Both the Ironwood and Timberline produce tasty food, but the Ironwood Series is cheaper than the Timberline Series. That means you've got to be making sacrifices somewhere. The main thing for me was the grates on the Timberline slide easily like drawers. That's not the case on the Ironwood grills. The bottom grate does, but it's not nearly as smooth, but the top one doesn't move at all once it's in place — unless you count completely removing it.
The Ironwood also lacks the pellet sensor found in the 2019 Timberlines that lets you know when you're low on wood and sends an alert to the Traeger app. There are some other design touches that make a difference, too. The lid of the Timberline has an insulated frame to prevent heat loss, for example. These might not be deal breakers, but it's always good to know exactly what you're missing out on when trying to save around $600.
Both of the Traeger grills I've used are easy to clean, but pellet grills in general require a bit more maintenance than a gas model. Every third cook, or after about 20 hours of use, the company recommends that you remove all the grates, drip pan and other pieces covering the fire pot and clean out all the ash produced by burning wood pellets. This can be done quickly with a shop vac, and typically takes me about 15 to 20 minutes. The Ironwood seems to produce a bit more ash than the Timberline, so I've been cleaning it out after two cooks, to keep my food from tasting like charred dirt.

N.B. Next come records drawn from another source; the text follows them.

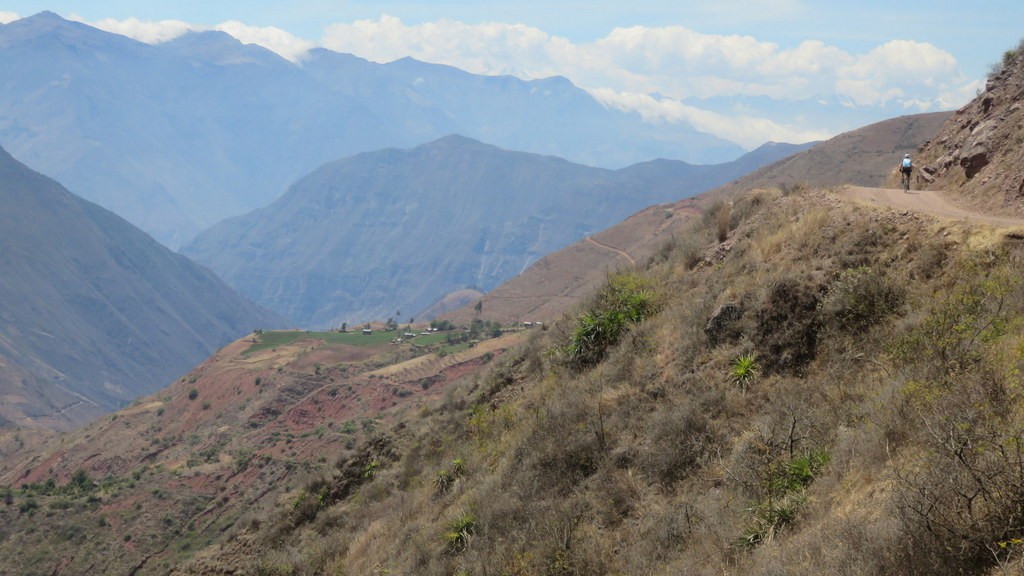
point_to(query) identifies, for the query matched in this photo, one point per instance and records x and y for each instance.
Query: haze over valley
(492, 289)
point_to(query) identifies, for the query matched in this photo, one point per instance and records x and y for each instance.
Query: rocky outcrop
(978, 153)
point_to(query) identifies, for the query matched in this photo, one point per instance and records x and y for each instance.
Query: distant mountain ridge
(380, 233)
(864, 157)
(178, 135)
(93, 312)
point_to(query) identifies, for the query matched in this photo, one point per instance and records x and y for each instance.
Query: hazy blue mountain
(179, 135)
(366, 237)
(93, 312)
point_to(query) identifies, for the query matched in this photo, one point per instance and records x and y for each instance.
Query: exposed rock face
(979, 153)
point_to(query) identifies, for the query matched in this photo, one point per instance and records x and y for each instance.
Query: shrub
(782, 484)
(787, 325)
(459, 533)
(744, 370)
(859, 298)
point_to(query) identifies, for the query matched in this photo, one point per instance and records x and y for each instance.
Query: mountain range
(93, 312)
(294, 452)
(368, 237)
(179, 135)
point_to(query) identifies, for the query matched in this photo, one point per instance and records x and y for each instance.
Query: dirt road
(931, 202)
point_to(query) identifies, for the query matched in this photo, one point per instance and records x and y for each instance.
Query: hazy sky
(658, 57)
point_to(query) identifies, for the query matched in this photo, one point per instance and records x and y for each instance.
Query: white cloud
(671, 60)
(273, 39)
(629, 65)
(144, 31)
(748, 131)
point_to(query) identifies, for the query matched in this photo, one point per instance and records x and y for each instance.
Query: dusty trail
(623, 253)
(928, 201)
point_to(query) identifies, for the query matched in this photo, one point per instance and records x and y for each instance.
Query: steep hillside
(179, 135)
(94, 313)
(146, 487)
(865, 157)
(555, 283)
(834, 388)
(393, 231)
(978, 154)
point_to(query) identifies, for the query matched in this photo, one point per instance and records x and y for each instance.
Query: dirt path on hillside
(928, 201)
(623, 253)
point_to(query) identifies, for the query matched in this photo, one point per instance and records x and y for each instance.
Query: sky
(748, 71)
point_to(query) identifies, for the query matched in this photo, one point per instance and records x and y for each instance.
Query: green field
(271, 339)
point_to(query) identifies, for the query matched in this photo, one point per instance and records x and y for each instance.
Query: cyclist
(904, 168)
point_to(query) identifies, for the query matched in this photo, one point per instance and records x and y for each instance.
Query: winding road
(623, 253)
(927, 201)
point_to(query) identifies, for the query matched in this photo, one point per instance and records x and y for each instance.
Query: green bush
(744, 370)
(859, 298)
(458, 535)
(625, 300)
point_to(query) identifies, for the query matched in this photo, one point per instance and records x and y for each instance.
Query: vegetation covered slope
(805, 386)
(178, 135)
(395, 230)
(94, 313)
(144, 488)
(866, 156)
(554, 284)
(978, 153)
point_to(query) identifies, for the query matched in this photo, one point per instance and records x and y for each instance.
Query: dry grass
(654, 461)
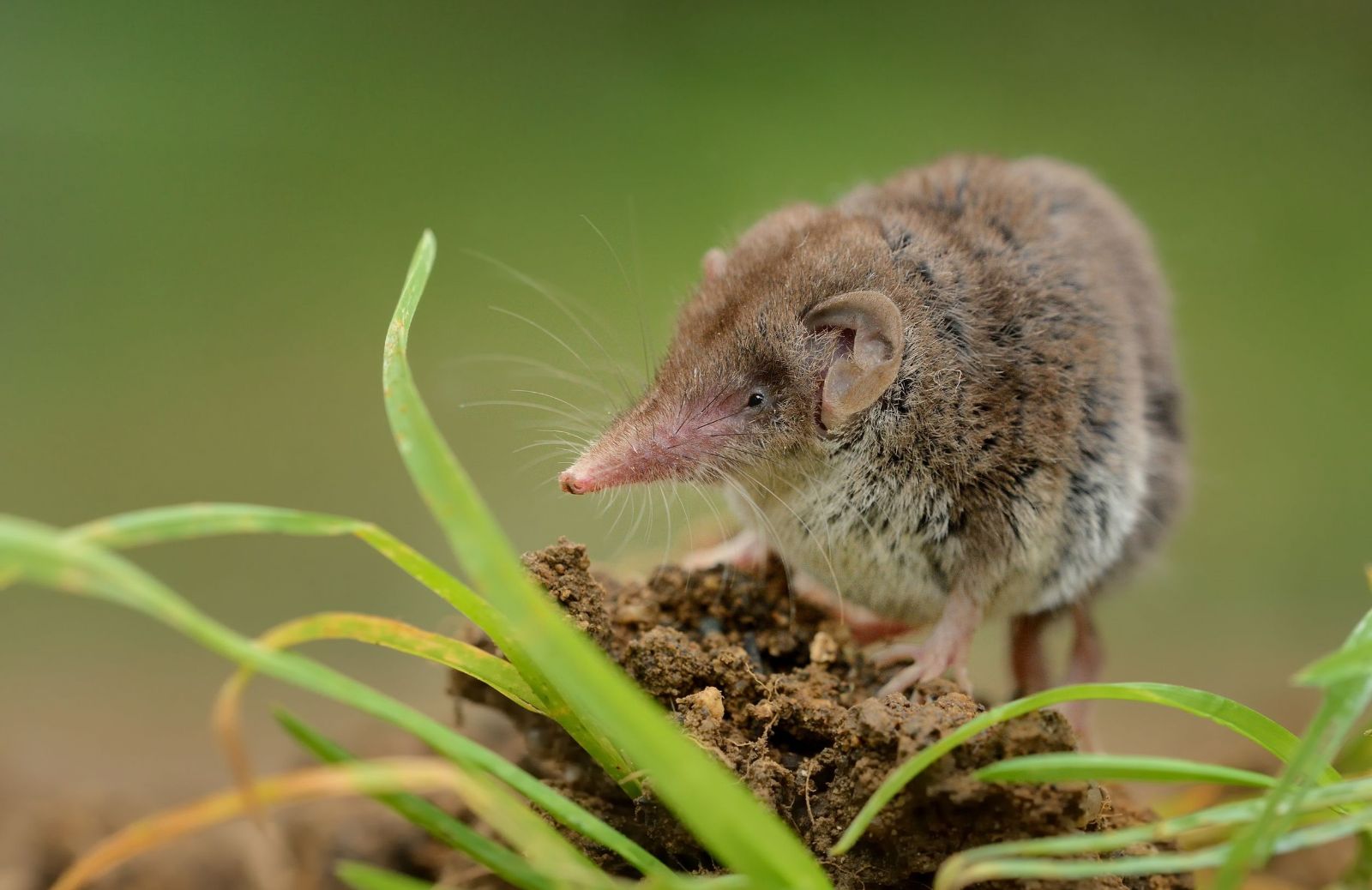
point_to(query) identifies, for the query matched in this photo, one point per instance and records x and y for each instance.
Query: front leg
(745, 550)
(946, 647)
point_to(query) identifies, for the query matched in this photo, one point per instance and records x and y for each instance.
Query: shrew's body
(947, 397)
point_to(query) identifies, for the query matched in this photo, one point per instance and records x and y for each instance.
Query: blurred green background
(206, 213)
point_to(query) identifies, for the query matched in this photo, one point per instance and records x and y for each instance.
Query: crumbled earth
(779, 691)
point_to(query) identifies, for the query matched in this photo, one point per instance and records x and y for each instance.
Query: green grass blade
(1080, 767)
(199, 520)
(45, 556)
(363, 876)
(388, 633)
(1216, 708)
(1339, 711)
(1221, 816)
(960, 871)
(1351, 663)
(425, 815)
(710, 800)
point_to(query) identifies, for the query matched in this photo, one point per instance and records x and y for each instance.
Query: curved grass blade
(1344, 704)
(960, 873)
(43, 556)
(364, 628)
(405, 638)
(708, 800)
(363, 876)
(420, 812)
(1165, 830)
(1081, 767)
(199, 520)
(1219, 709)
(413, 773)
(1346, 664)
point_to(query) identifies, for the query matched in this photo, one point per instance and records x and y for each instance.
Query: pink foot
(946, 649)
(744, 550)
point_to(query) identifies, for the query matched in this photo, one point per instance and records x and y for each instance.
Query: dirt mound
(779, 691)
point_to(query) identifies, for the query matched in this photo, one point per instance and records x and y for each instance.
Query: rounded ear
(871, 338)
(713, 262)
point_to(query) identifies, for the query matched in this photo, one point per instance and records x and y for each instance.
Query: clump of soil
(779, 691)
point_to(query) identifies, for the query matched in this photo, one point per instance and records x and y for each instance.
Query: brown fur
(1031, 448)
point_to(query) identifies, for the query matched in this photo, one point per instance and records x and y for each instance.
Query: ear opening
(866, 356)
(713, 263)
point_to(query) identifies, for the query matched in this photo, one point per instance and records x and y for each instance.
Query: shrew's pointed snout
(571, 483)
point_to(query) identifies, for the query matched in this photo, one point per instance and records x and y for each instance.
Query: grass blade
(363, 876)
(199, 520)
(427, 815)
(1216, 708)
(365, 628)
(960, 871)
(1079, 767)
(710, 800)
(374, 777)
(45, 556)
(1339, 711)
(405, 638)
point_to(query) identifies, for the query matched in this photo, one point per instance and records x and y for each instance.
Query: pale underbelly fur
(878, 550)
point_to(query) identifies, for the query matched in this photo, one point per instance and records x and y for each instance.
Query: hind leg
(1028, 665)
(1083, 667)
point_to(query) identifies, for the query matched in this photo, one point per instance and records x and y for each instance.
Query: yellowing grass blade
(409, 773)
(364, 628)
(198, 520)
(1083, 767)
(425, 815)
(718, 809)
(43, 556)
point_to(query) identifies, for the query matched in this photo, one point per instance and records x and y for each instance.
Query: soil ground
(772, 684)
(779, 690)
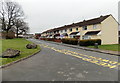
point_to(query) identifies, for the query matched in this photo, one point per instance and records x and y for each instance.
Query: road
(62, 63)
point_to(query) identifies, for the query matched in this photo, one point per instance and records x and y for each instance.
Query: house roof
(74, 33)
(92, 21)
(80, 24)
(92, 33)
(65, 34)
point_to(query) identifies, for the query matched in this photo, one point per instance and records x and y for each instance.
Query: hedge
(89, 42)
(51, 39)
(72, 41)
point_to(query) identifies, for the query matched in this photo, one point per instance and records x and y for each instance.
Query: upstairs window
(95, 26)
(70, 29)
(76, 29)
(65, 30)
(84, 27)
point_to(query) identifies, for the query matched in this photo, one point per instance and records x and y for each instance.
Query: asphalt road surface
(62, 63)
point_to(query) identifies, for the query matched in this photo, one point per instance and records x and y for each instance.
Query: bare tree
(20, 26)
(9, 12)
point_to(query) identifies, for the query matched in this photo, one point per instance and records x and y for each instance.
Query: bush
(72, 41)
(9, 35)
(89, 42)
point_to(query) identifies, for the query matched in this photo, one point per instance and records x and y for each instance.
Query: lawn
(113, 47)
(18, 44)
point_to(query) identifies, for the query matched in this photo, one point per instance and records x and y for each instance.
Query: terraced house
(103, 27)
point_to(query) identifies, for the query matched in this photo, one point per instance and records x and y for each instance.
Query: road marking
(95, 60)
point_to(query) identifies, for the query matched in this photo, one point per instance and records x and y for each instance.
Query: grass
(18, 44)
(112, 47)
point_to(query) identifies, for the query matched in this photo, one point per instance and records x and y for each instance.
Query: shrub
(72, 41)
(9, 35)
(89, 42)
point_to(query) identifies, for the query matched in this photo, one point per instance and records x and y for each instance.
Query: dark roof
(92, 33)
(83, 23)
(74, 33)
(65, 34)
(92, 21)
(57, 35)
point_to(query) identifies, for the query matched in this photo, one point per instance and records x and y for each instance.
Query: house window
(94, 26)
(84, 27)
(70, 30)
(61, 31)
(76, 29)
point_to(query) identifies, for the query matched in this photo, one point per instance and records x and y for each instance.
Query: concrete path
(61, 63)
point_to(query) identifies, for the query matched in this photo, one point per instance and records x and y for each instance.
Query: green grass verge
(18, 44)
(113, 47)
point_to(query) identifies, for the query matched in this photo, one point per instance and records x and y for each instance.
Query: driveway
(62, 63)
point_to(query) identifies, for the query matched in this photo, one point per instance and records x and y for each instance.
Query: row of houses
(103, 27)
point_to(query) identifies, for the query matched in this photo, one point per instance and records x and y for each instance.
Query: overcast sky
(46, 14)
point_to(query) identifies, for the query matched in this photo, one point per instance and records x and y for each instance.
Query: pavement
(117, 53)
(63, 63)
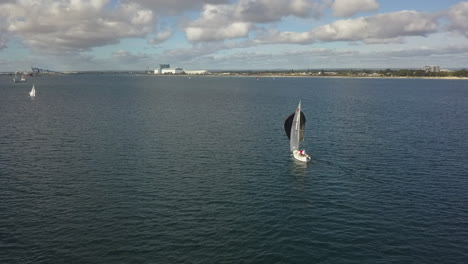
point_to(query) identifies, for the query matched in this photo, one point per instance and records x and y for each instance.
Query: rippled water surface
(145, 169)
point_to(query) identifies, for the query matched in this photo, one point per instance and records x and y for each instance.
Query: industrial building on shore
(166, 69)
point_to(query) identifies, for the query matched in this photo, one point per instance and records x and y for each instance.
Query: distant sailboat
(32, 93)
(17, 79)
(294, 127)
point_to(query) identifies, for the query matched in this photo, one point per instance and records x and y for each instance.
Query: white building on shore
(172, 71)
(197, 72)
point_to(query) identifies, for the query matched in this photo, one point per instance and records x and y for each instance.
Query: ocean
(148, 169)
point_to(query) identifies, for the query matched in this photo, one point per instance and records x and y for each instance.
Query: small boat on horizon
(17, 79)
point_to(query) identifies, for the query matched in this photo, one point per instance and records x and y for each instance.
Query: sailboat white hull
(301, 157)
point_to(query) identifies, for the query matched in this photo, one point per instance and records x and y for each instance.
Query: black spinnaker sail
(288, 125)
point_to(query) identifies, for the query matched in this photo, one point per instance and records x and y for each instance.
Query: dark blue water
(144, 169)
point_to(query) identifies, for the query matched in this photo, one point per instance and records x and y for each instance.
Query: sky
(78, 35)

The Ironwood is hardly the only pellet grill in this price range. In fact, there are several options with similar features that are well under $1,000. Green Mountain Grills' Jim Bowie offers the same grilling area and WiFi connectivity for $749. However, it only has one larger grate, though you can buy a second for under $50. Rec Tec's Stampede has 590 square inches of grilling space that you can expand to 772 square inches with an optional second grate/shelf. WiFi is still available here for remote control and monitoring, and the Stampede is $899.
Traeger's own Pro Series is a solid alternative to the Ironwood 650 as well. There are two sizes — the Pro $800 575 and $1,000 Pro 780 — and both come with WiFi standard. While you do get the ability to control the grill and keep tabs on things from the couch, you don't get handy features like Super Smoke, Keep Warm, and more that are on the Ironwood or the pellet sensor from the Timberline Series grills. D2 Direct Drive and Turbo Temp are still available on the new Pro Series models though.
You don't need a pricey WiFi-connected pellet grill to develop a backyard grilling or smoking habit. Heck, a well-made Weber Kettle charcoal grill is just $89, and there are plenty of videos that will teach you how to use it as a smoker. While splurging isn't essential, it does make the culinary process much easier — especially if you're doing a lot of low-and-slow cooking like pulled pork or brisket.
The ability to monitor your grill while not having to physically look at it, and being able to adjust the temperature from your phone, all make Traeger's WiFire grills a solid investment. The Ironwood 650 is a workhorse, but the more affordable Pro Series is solid too. In the end, you'll just need to decide if you're willing to spend a few hundred more dollars for a handful of extra features.